I'm a cook. I work in a medium size kitchen and we have no Chefs. We have different levels of cooks with the Head Cook being slightly higher than First Cook. Even our Cook's helper's supervise 3 to 4 "prep" workers. If I notice that a walk-in or refrig is running warm, I call an engineer. Help me from Union wrath if I were to tinker with a thermo-coupling, or even change a light bulb. My bosses who run the dining services are administors.

The Head Cook is a jerk and really wants to be called a chef (which he is because people are suppose to report to him, or he is suppose to tell cooks what they should be doing) but all he wants to talk about is how good he was at private restaurant where he worked 10 years ago. Or before that at Steak and Shake. If he weren't such a jerk, I would call him "Chef".

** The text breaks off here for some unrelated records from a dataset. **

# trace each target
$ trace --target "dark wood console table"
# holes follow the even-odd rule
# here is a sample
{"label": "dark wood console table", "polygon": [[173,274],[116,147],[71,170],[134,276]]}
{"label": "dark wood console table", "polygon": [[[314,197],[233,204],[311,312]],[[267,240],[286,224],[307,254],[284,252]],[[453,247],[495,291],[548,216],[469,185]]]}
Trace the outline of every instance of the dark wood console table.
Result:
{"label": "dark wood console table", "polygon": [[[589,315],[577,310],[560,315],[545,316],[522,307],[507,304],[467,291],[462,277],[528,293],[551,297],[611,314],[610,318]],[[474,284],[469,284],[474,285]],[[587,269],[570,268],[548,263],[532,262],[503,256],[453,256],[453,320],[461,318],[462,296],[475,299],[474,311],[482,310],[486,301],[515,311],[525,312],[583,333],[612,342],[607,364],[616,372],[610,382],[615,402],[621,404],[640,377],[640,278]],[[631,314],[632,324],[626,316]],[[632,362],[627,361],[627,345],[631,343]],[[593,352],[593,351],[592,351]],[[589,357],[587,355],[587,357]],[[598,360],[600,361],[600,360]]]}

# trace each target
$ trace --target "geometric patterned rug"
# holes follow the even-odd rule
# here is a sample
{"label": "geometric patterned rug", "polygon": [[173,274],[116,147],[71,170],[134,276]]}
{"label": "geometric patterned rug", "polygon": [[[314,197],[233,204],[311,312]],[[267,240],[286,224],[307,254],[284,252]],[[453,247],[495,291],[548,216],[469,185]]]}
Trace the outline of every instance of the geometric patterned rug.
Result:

But for myself, what I do is cook. I put the best food I can on our customer plates. I cook because I love to fed people. I read internet forums and one of the most heated dissuasions is "whether some one is a cook or a chef." I like our method of naming because people don't get caught up in titles but can just cook. We cook real midwest food for less than $10.00 a plate and Cater parties for sometimes a hundred dollars a plate. Is the cook a Chef because the plate costs more? And not a Chef when it cost ten dollar?

Maybe the word Chef is evolving in our culture, and now instead of the french "chief" it simply means a cook. Hopefully a good cook. And yes, Rachel Ray is a Chef.